The Current Discussion: What's the next likely target of Russia's reassertion of power?

The Kremlin's next step in its confrontation with the United States could be the establishment of some sort of military alliance with Cuba and Venezuela. One possibility is the reopening of an electronic surveillance base designed to spy on U.S. communications, similar to "Lourdes," the huge espionage center that operated near Havana until a few years ago, when Putin himself decided to close it. That facility now houses a university center for computer sciences, from which at least 100 advanced students, all members of the Communist Youth, participate in an intense propaganda war waged on the Internet in favor of the Cuban dictatorship and Marxist ideology.

Nor is the idea of a Russian military base in Venezuela harebrained. As reported by the German news agency DPA, President Hugo Chávez mentioned that possibility during his recent trip to Moscow, although he later denied saying it. To Chávez, that would be another way to strengthen his power as the leader of what he calls "21st-Century socialism," a Third World political family whose principal foe is the government of the United States.

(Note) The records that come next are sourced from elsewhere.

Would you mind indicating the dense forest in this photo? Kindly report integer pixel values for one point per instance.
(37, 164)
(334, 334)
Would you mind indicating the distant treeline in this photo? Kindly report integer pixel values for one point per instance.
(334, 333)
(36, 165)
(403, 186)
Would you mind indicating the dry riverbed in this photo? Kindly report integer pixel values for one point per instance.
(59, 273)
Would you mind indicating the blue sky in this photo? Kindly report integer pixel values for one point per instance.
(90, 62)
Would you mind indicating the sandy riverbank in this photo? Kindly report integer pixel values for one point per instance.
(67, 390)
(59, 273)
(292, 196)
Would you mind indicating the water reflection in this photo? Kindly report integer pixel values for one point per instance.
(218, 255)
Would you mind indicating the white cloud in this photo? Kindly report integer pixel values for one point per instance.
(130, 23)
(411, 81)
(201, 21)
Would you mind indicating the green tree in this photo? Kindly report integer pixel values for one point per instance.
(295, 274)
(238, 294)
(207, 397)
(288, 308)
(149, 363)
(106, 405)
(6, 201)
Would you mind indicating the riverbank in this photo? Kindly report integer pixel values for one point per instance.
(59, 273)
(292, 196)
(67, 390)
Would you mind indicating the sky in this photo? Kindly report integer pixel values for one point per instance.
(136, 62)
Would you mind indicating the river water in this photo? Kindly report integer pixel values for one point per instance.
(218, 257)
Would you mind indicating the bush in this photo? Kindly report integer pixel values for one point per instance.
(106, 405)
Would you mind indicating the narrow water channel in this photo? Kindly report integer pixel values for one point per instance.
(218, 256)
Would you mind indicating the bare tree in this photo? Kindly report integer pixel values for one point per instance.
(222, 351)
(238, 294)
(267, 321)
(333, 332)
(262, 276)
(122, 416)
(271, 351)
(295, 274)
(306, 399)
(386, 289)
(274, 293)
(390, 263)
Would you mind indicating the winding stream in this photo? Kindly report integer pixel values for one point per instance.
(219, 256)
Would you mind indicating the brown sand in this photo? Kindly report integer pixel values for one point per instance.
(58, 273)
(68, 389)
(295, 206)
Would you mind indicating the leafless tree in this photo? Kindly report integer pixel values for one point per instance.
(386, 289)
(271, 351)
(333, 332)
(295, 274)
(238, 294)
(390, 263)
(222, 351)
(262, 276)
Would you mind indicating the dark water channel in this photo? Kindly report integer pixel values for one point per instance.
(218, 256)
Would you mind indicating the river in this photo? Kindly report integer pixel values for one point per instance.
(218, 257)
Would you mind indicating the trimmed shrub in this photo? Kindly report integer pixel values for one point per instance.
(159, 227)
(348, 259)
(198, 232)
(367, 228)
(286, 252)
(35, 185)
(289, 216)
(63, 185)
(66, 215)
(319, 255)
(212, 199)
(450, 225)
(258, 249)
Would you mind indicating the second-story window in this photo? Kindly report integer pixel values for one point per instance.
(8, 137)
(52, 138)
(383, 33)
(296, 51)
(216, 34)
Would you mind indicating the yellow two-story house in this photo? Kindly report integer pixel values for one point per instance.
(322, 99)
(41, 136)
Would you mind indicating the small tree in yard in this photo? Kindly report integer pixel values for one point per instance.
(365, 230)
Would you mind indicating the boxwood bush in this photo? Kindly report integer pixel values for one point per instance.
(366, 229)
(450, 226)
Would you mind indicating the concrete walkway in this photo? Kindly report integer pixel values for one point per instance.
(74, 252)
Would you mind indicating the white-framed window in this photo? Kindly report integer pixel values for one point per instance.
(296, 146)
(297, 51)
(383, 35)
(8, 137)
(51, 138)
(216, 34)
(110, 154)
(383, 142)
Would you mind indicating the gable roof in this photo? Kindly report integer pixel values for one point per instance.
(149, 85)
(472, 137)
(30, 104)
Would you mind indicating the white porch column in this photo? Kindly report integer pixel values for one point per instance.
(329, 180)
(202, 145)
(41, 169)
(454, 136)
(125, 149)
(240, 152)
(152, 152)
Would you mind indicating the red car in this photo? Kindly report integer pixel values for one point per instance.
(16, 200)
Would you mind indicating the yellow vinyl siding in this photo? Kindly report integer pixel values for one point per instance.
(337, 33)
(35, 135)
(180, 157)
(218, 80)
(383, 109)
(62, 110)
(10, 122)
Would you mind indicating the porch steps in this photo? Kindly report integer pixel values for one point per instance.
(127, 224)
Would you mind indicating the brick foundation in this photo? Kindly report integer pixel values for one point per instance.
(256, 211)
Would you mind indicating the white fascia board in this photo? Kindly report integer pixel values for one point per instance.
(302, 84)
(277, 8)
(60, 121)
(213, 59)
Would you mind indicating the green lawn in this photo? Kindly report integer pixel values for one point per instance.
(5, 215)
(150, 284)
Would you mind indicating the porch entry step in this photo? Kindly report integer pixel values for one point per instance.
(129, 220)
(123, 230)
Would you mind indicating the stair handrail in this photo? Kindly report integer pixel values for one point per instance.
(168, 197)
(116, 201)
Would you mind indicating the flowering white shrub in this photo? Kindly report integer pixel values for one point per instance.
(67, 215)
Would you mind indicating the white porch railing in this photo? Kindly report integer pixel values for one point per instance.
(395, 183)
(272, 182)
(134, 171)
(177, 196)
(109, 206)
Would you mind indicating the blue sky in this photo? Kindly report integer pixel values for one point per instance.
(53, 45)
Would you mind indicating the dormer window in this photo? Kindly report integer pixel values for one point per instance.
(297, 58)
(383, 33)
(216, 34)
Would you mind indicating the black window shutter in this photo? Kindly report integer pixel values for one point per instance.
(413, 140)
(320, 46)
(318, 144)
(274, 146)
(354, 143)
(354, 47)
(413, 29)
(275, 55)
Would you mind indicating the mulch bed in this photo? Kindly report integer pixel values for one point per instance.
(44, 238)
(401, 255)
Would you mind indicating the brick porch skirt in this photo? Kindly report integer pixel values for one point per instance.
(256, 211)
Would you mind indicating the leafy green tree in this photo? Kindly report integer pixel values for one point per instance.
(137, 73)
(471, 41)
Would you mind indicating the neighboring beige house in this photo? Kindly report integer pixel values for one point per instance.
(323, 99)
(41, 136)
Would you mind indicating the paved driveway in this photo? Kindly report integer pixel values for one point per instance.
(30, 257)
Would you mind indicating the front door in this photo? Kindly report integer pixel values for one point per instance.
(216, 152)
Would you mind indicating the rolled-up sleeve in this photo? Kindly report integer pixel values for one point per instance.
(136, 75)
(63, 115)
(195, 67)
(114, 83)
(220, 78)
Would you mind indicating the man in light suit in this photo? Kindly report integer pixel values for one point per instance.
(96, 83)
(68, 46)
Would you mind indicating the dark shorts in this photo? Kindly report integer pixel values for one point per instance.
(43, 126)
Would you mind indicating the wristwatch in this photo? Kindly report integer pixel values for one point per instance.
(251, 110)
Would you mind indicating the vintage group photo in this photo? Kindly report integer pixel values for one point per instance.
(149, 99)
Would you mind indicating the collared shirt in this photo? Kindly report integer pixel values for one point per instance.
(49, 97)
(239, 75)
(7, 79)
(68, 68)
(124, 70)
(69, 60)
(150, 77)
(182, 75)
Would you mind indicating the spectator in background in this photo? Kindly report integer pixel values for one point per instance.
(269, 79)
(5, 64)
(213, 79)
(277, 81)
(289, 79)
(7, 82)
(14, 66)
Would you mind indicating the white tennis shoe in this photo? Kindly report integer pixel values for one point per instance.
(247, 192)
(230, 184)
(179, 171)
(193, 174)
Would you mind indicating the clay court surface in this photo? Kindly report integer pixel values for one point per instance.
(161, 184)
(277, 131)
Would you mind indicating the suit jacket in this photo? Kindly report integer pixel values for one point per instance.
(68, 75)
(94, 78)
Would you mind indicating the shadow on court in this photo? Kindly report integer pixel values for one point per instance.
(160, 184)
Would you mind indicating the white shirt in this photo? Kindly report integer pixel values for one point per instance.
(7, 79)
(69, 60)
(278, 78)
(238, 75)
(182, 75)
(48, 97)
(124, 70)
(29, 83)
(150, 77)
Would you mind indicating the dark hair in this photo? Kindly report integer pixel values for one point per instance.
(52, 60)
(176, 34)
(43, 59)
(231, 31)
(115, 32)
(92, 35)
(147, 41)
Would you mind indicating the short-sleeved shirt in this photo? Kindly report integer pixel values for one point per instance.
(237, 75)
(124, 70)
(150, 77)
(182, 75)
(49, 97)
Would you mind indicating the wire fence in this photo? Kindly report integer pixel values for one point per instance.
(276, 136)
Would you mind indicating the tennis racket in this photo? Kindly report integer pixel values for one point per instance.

Shortly before Chávez's trip to Russia, another report circulated that had every characteristic of being a trial balloon launched by Moscow to gauge Washington's reaction: long-range Russian bombers would once again include Cuba in their routine military exercises. Let us not forget that Cuba is 90 miles south of the Florida Keys.

The Medvedev-Putin team may be tempted to respond to Washington near its borders, as Nikita Khrushchev did in 1959 after the United States set up nuclear missiles in Turkey and other regions that shared borders with the now-defunct Soviet Union. The way Moscow today reads the expansion of NATO and the installation of antimissile defenses in Poland and the Czech Republic is not that the former satellites are preparing to fight Iran and the Islamic terrorists but that the main purpose of that military alliance is a potential confrontation with Russia.

Perhaps the U.S. State Department's most important objective for 2008 is not how to wage another Cold War against Russia, but how to avoid it. After World War II, in the face of the Soviets' imperial spasm (they were then intent on conquering the world) the policy of containment instituted by Harry Truman made sense -- it helped save Berlin, Greece, South Korea, and maybe Finland and Austria -- but Russia today does not give signs of having the same imperialist appetite it had at that time.

Beginning in 1946, Western Europe, devastated by war and understandably fearful of the Soviet Union, saw in NATO and the U.S. nuclear umbrella a way to prevent Moscow from overrunning it. Today, that perception of danger does not exist in the European capitals, except in the central European countries that in the past were satellites of Russia. For the United States, presenting a united front against Moscow would be a huge task. It would make a lot more sense to initiate an intense diplomatic negotiation to build bridges and prevent a conflict that seems to be the result of wrong calculations, rather than a spirit of conquest.